Question

A particle has a position Vector 3î-j^+2k^ at t=0.it moves with constant velocity (-î+j^-3k^)m/s.the position vector (in m) of the particle after 3 second is​

Answer 1

Answer:

• Position vector of particle after 3 sec = 2j -7k metres

Explanation:

Given:-

• A particle has position vector 3i - j + 2k at t= 0
• Particle moves with a constant velocity of (-i + j - 3k) m/s

To find:-

• Position vector (in m) of the particle after 3 seconds

Basic Knowledge required:-

• When the velocity of a body is constant its acceleration is zero.

• Dot product of any vector with a constant multiplies the dot product by the constant.

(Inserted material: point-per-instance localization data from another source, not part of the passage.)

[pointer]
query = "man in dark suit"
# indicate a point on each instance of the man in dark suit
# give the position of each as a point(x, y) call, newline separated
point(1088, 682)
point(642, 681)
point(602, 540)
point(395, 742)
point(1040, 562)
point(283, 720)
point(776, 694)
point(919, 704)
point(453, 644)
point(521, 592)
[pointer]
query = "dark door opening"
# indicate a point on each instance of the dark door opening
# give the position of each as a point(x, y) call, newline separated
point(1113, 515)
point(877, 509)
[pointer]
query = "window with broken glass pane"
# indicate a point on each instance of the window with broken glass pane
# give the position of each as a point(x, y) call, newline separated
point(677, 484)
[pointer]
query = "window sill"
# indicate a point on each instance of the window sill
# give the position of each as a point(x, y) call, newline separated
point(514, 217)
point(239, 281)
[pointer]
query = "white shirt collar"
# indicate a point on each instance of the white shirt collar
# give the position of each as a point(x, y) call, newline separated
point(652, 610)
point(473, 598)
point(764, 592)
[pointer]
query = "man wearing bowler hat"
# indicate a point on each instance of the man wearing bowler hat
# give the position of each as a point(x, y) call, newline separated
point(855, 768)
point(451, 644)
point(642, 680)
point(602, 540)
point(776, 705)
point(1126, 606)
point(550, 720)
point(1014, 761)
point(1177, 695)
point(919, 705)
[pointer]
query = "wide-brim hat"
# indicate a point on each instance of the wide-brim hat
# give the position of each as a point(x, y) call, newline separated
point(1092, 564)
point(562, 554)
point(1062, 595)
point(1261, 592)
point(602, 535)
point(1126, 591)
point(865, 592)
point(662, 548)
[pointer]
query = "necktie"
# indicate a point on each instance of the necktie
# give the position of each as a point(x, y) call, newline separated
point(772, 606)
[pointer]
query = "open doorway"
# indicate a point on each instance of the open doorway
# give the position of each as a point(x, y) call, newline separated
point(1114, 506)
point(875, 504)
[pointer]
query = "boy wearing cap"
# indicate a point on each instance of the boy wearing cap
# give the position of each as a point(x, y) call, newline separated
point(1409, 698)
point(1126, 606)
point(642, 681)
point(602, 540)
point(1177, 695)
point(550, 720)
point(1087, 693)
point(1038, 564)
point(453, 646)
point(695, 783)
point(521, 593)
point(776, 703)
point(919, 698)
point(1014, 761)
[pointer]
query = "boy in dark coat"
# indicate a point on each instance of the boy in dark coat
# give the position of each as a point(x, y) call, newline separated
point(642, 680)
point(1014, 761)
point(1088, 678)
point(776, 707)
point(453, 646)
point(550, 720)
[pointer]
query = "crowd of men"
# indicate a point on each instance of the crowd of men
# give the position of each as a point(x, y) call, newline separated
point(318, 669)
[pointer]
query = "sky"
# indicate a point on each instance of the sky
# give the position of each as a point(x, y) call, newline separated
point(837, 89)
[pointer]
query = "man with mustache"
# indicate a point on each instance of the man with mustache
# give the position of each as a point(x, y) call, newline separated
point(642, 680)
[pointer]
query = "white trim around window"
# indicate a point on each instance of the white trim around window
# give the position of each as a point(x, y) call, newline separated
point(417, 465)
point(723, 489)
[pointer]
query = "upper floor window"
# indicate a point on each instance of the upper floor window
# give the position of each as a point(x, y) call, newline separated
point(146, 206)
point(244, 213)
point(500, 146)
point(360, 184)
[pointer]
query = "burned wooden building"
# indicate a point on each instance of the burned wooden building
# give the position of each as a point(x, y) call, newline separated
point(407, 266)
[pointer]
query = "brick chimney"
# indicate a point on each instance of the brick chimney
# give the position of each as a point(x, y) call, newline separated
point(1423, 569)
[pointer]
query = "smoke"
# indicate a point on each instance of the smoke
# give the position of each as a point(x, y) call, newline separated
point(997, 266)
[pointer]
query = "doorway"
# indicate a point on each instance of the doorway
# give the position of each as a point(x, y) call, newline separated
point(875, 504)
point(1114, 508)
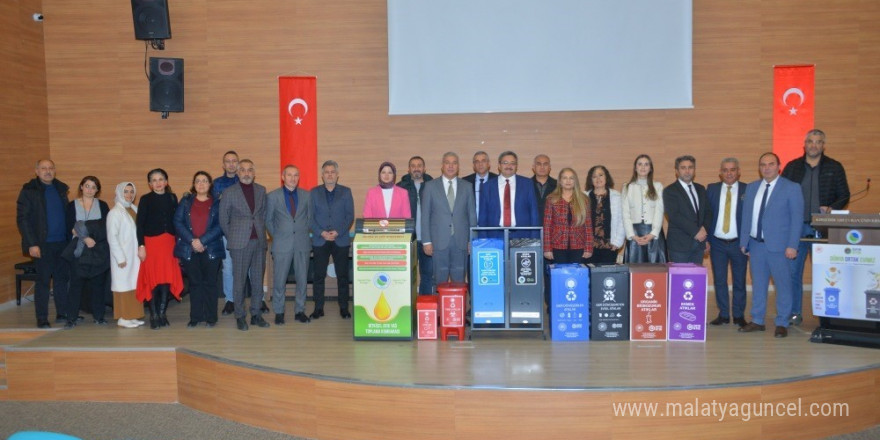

• Second equation of kinematics motion

        s = s₀ + v₀t + 1/2 at²

[ Where, s is position of body after a time t, s₀ is initial position of body, v₀ is initial velocity of body and a is acceleration of body ]

Solution:-

In this problem, since velocity of particle is constant therefore,

• acceleration of particle, a = 0
• time, t = 3 sec
• Initial position of particle, s₀ = 3i - j + 2k  
• Initial velocity of particle, v₀ = i + j - 3k  m/s

We need to find,

• the position of body after 3 sec, s =?

Using second equation of kinematics

→ s = s₀ + v₀t + 1/2 at²

→ s = (3i - j + 2k) + (-i + j -3k) (3) + 1/2 (0) (3)²

→ s = 3i - j + 2k - 3i + 3j - 9k + 0

→ s = 2j - 7k  m

Therefore,

• Position vector of particle after 3 seconds will be 2j - 7k metres.